Tech Corner September 22, 2023
If you’ve explored using large language models (LLMs) to generate insights from your data, you’ve probably heard the words “fine-tuning.” News about large financial services firms like Morgan Stanley offering generative AI assistants to their staff often mention that they’ve fine-tuned the model using their own databases of hundreds of thousands of proprietary research reports and documents. That’s a big undertaking—one that requires technology, resources, and a team of data scientists. If you don’t have those resources, it might seem like getting accurate answers from an LLM is out of reach, but that’s not the case. Fine-tuning is not the only way to get relevant, validated, domain-specific responses out of a model.
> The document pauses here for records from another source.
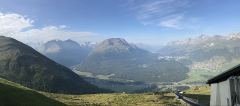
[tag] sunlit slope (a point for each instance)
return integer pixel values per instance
(116, 99)
(22, 64)
(12, 94)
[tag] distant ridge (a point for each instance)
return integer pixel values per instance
(22, 64)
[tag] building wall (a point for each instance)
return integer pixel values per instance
(220, 94)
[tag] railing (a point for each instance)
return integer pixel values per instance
(190, 101)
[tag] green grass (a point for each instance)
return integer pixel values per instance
(12, 94)
(201, 93)
(116, 99)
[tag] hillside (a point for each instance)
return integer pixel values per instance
(12, 94)
(200, 93)
(116, 59)
(22, 64)
(67, 53)
(205, 56)
(117, 99)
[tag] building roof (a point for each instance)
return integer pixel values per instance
(235, 71)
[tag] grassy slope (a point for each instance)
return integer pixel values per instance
(116, 99)
(12, 94)
(201, 93)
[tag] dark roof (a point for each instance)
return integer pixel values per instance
(235, 71)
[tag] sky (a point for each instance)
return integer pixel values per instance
(152, 22)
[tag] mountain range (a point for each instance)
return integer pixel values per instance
(116, 59)
(205, 55)
(67, 53)
(22, 64)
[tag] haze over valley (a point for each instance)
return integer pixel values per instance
(118, 52)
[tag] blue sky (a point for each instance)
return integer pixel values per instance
(153, 22)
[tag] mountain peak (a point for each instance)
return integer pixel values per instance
(115, 41)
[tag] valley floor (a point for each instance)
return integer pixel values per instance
(116, 99)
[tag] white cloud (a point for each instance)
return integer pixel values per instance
(164, 13)
(13, 23)
(21, 28)
(173, 22)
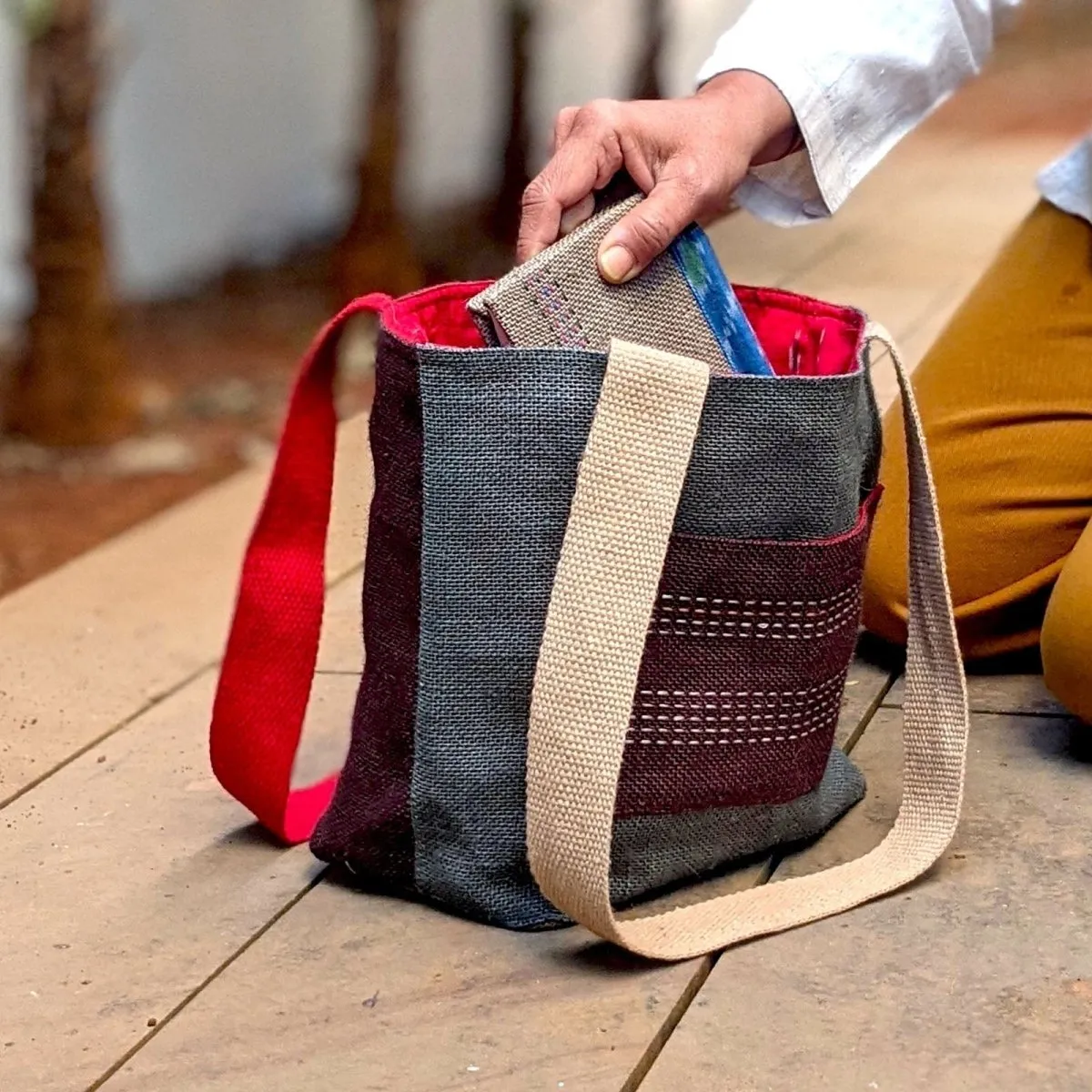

Alkymi’s team of expert data scientists explain an alternate route:
Large language models like OpenAI’s GPT models or Google’s PaLM 2 are trained on extensive datasets, primarily using publicly accessible data sources like public websites, Wikipedia, and digitized books, available at a specific point in time. That means that there are countless proprietary, secured datasets that these models have never seen before and are not aware of, like a pharma company’s proprietary trial data or a financial services firm’s secure database of investment data. If you were to ask a question about that data, the LLM would not know the answer.
Fine-tuning is a method of additional training to make a model aware of your dataset, so you can leverage it to perform tasks based on your data, like answering specific questions about items that only you might care about or want to focus on. Essentially, it’s taking a generalist model and training it to specialize in your specific dataset, so you can ask questions about your data and get the right answer. It’s a highly technical process that requires significant resources, including data science expertise, sufficient computing power and data storage, and access to a pre-trained LLM. While there are use cases for fine-tuning, there are also more cost-effective and scalable alternatives.
If you want to take advantage of generative AI in your workflows without the time and resources required for fine-tuning, an alternative that verticalized platforms like Alkymi can offer is a process called Retrieval Augmented Generation (RAG). Instead of changing the underlying model with fine-tuning, RAG is a method where you provide the LLM with relevant information it can use to find the answer to a question, at the moment the user asks the question. Using semantic search and vector databases, the Alkymi platform can quickly identify this type of relevant information from a document or dataset and surface it to the model. Your questions are then augmented with your domain-specific information, without requiring fine-tuning the model itself.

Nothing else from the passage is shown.